I have one question. Which one of these is correct

The math's teacher
The maths' teacher
The maths teacher

You never need to use an apostrophe here.
The English teacher.
The music teacher.
The math teacher.
(Or: The maths teacher.)

emsr2d2 said:
2) We don't put a colon before reported speech.
Agreed, but we can use a comma.
He said,Divide nine apples between you and your brother."

Cheers!
 
In the US we would write - the mathematics teacher. If was informal (friend to friend), the math teacher.
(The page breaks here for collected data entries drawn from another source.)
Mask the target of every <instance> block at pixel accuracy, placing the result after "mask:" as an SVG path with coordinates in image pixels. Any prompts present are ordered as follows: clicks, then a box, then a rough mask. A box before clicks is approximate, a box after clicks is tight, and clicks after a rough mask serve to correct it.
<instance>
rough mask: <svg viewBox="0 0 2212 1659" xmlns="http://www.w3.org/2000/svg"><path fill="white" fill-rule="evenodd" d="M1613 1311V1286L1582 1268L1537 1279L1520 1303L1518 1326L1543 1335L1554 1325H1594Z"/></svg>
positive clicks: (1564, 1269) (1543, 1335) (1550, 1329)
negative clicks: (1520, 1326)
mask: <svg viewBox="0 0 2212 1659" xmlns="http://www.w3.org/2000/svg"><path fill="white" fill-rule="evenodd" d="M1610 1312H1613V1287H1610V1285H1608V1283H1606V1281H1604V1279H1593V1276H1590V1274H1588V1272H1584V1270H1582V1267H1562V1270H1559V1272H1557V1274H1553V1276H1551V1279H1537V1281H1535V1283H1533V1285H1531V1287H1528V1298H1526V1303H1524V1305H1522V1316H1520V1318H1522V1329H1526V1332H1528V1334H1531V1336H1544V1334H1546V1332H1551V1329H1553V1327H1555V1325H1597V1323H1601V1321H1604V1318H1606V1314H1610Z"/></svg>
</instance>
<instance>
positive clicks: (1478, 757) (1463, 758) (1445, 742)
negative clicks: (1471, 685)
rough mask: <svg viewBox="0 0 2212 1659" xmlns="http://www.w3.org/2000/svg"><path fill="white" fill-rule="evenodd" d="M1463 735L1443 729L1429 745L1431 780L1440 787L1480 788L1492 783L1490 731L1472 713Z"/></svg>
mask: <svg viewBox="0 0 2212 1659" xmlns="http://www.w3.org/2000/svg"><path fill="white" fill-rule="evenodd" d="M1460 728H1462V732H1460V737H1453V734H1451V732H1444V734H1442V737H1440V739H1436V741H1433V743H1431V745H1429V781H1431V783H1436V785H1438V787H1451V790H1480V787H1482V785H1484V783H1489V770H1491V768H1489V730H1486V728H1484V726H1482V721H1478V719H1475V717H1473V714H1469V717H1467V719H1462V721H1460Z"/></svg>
I assume that there is another way to do this in British English.

Mathematics sounds very formal in BrE these days.

Yes: Math = Am E but Maths = BrE.
 
I thought I should write the indirect speech as it is done below

He said, '
Divide nine apples between you and your brother.'



 
I thought I should write the indirect speech as it is done below

He said, '
Divide nine apples between you and your brother.'


That's not indirect speech, that's direct speech. Indirect speech would be:

He told me that he wanted me to divide nine apples between myself and my brother.
 
Agreed, but we can use a comma.
He said,Divide nine apples between you and your brother."

Cheers!

Thanks. Apologies for that - I have no idea what happened to my use of commas when I amended the original post. I guess I was just too busy deleting colons! ;-)
 
I thought I should write the direct speech as it is done below

He said, '
Divide nine apples between you and your brother.'

_
 
Thank you guys I understand it well.